チッソは、米Cambrios TechnologiesとTFT-LCD製造に適した塗布型導電層を作成するための透明導電性インクを共同で開発することに合意、契約をしたと発表した。

透明導電性インクは、TFT-LCDなどに従来使用されているITO電極の代替材料として注目される材料。ナノレベルで制御された細長い金属粒子(ナノワイヤ)を溶液中に分散させたインクであり、LCD製造において従来用いられてきた塗布装置を転用することが可能である。
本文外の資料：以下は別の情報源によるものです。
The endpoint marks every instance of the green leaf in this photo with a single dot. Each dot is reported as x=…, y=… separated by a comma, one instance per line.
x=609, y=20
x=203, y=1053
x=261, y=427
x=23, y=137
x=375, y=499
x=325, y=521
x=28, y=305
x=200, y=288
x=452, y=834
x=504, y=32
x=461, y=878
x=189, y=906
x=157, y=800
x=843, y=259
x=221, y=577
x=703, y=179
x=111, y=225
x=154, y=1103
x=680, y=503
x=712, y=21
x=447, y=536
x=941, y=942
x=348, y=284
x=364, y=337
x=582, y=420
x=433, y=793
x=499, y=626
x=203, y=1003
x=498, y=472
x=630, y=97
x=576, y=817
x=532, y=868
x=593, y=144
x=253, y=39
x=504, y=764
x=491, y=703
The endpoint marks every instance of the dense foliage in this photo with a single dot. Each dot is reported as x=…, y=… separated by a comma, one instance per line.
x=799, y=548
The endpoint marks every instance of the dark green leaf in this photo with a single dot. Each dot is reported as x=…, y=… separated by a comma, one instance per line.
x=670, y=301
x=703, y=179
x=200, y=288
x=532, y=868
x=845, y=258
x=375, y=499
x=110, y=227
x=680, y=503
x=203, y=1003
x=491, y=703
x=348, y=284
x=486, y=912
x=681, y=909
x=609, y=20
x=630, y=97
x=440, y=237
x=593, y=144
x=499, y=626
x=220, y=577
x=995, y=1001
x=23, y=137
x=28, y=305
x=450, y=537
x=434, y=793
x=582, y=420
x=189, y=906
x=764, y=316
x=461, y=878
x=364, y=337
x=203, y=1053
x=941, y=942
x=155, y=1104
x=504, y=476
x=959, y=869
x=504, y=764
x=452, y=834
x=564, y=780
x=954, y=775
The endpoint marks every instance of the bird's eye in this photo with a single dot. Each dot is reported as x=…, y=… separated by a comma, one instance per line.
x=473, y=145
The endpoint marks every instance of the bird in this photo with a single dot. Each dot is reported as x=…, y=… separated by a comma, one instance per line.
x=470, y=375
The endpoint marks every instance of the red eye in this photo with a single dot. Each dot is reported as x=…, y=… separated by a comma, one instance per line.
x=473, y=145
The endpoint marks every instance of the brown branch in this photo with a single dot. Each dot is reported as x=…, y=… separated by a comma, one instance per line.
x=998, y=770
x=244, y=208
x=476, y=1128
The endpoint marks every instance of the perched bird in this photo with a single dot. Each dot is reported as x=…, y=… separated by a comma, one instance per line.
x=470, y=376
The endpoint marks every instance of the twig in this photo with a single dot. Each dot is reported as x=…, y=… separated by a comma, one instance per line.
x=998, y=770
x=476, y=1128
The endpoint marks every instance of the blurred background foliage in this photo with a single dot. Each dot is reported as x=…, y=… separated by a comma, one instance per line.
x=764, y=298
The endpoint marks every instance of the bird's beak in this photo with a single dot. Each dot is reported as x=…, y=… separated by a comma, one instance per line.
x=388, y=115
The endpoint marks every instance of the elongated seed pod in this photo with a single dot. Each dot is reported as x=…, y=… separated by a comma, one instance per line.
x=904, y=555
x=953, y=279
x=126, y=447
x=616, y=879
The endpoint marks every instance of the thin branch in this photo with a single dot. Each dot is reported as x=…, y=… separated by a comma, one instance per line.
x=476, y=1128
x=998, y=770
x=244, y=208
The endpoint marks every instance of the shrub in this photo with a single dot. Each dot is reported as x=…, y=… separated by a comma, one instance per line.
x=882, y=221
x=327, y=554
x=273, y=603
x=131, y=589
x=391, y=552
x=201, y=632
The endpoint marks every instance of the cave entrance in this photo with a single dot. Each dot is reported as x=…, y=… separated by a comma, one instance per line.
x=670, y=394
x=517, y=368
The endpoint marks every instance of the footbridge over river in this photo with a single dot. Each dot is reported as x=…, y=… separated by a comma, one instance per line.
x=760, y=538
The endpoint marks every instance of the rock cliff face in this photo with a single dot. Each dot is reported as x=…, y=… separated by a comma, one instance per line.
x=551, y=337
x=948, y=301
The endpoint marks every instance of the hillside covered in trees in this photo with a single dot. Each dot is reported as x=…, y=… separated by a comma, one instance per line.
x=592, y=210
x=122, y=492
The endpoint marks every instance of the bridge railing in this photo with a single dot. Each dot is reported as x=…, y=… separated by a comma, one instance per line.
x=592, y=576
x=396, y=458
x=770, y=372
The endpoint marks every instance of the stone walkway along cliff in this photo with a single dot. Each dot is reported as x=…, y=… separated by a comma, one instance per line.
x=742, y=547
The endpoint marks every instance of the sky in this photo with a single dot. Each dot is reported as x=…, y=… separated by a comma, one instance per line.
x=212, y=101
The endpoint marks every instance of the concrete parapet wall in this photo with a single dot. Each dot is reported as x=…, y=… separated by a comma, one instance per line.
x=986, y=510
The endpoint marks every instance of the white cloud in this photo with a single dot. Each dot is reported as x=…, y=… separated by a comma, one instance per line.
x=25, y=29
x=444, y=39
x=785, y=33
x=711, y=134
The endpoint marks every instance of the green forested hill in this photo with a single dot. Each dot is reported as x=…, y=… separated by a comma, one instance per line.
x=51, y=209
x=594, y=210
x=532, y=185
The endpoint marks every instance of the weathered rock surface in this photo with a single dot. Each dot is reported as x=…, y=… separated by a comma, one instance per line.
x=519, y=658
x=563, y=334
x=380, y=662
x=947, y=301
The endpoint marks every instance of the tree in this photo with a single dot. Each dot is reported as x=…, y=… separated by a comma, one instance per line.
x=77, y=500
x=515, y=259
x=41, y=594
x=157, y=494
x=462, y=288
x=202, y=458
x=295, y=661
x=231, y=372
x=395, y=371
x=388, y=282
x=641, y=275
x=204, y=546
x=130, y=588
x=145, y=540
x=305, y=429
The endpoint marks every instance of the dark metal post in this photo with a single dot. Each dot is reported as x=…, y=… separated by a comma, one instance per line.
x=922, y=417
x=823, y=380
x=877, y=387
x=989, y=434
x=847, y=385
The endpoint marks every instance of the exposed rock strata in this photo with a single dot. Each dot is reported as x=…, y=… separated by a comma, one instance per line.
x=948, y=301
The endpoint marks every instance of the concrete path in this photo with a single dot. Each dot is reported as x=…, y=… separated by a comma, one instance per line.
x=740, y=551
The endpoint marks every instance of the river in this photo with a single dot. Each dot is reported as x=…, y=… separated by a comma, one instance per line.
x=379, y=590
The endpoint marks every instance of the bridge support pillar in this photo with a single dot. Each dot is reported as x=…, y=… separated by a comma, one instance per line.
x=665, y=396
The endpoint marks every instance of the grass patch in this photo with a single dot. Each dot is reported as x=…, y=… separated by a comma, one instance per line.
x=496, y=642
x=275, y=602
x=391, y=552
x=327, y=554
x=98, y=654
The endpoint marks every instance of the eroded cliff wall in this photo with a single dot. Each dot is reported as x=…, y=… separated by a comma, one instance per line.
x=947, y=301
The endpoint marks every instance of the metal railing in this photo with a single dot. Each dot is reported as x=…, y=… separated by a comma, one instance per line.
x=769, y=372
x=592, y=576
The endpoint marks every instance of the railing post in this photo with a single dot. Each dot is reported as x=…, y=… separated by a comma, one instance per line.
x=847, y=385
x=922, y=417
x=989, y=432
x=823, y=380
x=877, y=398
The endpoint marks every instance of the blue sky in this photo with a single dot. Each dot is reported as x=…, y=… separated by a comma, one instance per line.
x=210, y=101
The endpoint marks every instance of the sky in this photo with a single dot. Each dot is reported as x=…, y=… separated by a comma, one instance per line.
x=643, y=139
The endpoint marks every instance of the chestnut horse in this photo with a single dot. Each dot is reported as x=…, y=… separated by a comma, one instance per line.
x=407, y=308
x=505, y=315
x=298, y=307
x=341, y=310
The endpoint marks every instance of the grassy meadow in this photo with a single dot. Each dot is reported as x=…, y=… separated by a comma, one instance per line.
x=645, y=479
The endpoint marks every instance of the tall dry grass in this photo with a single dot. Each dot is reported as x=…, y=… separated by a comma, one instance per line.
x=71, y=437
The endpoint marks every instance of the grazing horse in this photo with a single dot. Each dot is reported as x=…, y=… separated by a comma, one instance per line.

同合意に基づき、両社は透明導電性インクのTFT-LCDの製造プロセスへの適合化および製造プロセスの簡略化などの研究を推進していく。

役割分担としては、Cambriosが透明導電性インクの開発および製造を担当し、チッソがインクに適用される主主の関連材料の開発、導電性インクの性能評価、カスタマへのテクニカルサポートを担当する。また、これに併せてチッソは、TFT-LCD分野での透明導電性インクの独占販売権を取得した。

なお、CambriosはすでにTFT-LCD以外の分野において、透明導電性インクおよび透明導電性フィルムの販売について住友商事と協力しており、チッソでは、TFT-LCD分野において、住友商事と協力して市場開発を行っていくとしている。